Pfandbriefgesetz (PfandBG) vom 22. Mai 2005
[8. September 2015]
1§ 26d. Beleihungswertermittlung.
(1) Die als Grundlage für die Festsetzung des Flugzeugbeleihungswertes dienende Wertermittlung ist von einem von der Kreditentscheidung unabhängigen Gutachter vorzunehmen, der über die hierzu notwendige Berufserfahrung sowie über die notwendigen Fachkenntnisse für Flugzeugbeleihungswertermittlungen verfügen muss.

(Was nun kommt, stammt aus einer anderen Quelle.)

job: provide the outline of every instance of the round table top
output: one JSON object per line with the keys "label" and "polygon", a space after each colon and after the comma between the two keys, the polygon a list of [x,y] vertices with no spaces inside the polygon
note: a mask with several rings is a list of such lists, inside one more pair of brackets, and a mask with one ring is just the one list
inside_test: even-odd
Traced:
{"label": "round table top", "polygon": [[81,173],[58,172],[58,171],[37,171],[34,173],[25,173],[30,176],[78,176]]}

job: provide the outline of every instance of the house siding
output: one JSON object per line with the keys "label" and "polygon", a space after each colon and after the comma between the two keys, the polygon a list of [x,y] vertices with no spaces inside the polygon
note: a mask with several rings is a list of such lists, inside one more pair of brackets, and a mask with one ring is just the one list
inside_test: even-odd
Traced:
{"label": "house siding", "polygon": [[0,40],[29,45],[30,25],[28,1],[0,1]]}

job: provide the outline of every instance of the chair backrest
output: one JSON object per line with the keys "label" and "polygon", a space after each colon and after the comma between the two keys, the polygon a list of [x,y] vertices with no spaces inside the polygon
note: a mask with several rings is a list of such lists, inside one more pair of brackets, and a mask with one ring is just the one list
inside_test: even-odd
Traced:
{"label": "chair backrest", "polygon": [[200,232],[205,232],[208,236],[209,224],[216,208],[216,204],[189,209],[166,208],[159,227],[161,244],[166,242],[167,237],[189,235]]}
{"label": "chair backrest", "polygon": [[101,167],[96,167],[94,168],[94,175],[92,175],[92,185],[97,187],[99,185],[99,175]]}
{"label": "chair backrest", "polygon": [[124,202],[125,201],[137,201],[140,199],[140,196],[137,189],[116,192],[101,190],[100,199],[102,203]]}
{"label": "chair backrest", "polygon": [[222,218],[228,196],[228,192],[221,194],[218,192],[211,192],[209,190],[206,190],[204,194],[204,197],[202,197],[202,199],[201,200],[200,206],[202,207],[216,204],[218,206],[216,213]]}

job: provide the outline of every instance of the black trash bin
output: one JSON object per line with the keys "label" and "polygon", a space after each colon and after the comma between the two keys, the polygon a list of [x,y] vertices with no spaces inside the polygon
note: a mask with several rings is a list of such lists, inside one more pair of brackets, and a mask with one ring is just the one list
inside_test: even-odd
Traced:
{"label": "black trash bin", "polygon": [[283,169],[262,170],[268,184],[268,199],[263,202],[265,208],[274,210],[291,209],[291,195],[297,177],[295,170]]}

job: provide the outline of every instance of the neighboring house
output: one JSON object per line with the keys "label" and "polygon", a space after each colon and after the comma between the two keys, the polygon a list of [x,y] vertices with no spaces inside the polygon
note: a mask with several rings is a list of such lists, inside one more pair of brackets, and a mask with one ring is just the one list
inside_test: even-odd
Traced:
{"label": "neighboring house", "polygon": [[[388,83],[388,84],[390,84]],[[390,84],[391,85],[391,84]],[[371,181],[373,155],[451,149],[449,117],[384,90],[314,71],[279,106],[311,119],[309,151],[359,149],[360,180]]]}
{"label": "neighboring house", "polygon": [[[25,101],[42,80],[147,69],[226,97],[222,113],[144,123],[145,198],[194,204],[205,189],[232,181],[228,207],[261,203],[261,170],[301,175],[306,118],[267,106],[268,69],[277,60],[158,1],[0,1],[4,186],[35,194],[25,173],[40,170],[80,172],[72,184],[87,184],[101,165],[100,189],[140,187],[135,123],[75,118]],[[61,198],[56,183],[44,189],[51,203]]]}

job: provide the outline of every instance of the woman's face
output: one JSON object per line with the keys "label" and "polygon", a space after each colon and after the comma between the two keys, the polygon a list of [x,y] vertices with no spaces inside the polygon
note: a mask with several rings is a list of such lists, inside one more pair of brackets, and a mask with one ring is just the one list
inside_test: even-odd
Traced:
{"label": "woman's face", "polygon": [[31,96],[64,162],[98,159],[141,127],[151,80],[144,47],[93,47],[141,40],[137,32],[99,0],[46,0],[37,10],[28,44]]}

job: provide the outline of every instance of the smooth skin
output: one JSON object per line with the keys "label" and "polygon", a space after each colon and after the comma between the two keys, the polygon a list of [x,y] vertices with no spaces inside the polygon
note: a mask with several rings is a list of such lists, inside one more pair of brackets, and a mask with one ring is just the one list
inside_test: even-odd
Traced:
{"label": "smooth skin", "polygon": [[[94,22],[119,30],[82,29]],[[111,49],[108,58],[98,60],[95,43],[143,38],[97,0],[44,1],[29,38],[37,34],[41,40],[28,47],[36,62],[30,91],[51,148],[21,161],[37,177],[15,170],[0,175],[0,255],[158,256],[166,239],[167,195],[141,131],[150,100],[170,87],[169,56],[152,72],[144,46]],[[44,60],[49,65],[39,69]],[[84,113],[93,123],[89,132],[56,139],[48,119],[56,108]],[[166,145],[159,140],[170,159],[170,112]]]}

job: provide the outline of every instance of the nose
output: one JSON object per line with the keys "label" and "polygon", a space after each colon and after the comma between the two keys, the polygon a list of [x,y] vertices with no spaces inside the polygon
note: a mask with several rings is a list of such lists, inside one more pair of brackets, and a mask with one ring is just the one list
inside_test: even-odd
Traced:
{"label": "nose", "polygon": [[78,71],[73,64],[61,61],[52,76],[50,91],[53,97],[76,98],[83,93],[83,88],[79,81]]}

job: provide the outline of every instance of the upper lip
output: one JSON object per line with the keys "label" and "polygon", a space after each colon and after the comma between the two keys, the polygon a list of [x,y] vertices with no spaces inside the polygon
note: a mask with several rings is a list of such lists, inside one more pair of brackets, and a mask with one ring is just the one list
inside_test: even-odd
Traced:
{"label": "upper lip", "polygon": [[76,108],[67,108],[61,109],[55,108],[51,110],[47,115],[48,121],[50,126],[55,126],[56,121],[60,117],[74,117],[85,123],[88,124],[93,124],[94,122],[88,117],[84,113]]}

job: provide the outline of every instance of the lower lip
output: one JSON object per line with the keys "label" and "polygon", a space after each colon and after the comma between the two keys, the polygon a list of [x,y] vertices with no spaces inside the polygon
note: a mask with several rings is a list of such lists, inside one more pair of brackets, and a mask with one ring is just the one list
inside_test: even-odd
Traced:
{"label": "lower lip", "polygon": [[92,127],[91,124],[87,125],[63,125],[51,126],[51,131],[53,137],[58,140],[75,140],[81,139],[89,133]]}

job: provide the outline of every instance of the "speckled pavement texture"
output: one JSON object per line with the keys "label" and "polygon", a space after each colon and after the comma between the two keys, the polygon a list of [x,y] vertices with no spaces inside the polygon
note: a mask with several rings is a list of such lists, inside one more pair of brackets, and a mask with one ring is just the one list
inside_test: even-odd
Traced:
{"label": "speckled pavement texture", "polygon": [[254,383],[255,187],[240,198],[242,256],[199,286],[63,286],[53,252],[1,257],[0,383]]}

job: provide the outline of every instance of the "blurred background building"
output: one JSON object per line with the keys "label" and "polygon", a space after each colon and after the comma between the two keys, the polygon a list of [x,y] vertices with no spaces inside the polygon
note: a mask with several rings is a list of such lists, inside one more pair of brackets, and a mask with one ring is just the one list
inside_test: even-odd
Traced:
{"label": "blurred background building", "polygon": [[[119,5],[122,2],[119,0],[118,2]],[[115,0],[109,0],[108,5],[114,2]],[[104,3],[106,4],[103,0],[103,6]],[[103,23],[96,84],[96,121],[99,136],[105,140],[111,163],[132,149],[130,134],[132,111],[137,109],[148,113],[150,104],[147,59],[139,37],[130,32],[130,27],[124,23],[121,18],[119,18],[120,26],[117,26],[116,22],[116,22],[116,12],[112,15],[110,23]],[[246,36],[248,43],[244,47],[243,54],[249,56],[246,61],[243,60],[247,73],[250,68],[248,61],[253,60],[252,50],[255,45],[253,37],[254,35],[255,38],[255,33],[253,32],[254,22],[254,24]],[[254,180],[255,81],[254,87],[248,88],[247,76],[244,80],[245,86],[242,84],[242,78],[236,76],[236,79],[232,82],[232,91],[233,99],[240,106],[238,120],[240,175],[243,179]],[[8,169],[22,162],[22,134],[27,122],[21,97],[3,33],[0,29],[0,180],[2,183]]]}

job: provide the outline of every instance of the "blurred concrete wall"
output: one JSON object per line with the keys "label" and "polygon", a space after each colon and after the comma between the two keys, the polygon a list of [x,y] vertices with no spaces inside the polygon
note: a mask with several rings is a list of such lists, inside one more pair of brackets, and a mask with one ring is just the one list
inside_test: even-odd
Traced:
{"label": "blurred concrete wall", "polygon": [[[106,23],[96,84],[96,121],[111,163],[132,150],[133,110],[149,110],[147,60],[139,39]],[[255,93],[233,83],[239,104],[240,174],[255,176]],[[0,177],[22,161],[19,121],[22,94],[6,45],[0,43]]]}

(2) [1] Der Flugzeugbeleihungswert darf den Wert nicht überschreiten, der sich im Rahmen einer vorsichtigen Bewertung der zukünftigen Verkäuflichkeit des Flugzeugs und unter Berücksichtigung der langfristigen, nachhaltigen Merkmale des Objekts, der Marktgegebenheiten sowie der derzeitigen und möglichen anderweitigen Nutzungen ergibt. [2] Spekulative Elemente dürfen dabei nicht berücksichtigt werden. [3] Der Flugzeugbeleihungswert darf einen auf transparente Weise und nach einem anerkannten Bewertungsverfahren ermittelten Marktwert nicht übersteigen. [4] § 16 Abs. 2 Satz 4 gilt entsprechend.
(3) 2[1] Das Bundesministerium der Finanzen wird ermächtigt, im Einvernehmen mit dem Bundesministerium der Justiz und für Verbraucherschutz durch Rechtsverordnung, die nicht der Zustimmung des Bundesrates bedarf, Einzelheiten der Methodik und Form der Flugzeugbeleihungswertermittlung sowie die Mindestanforderungen an die Qualifikation des Gutachters zu bestimmen. [2] Vor Erlass der Rechtsverordnung sind die Spitzenverbände der Kreditwirtschaft anzuhören. [3] Das Bundesministerium der Finanzen kann diese Ermächtigung durch Rechtsverordnung auf die Bundesanstalt für Finanzdienstleistungsaufsicht übertragen.
Anmerkungen:
1. 26. März 2009: Artt. 1 Nr. 24, 11 des Gesetzes vom 20. März 2009.
2. 8. September 2015: Artt. 352, 627 Abs. 1 der Verordnung vom 31. August 2015.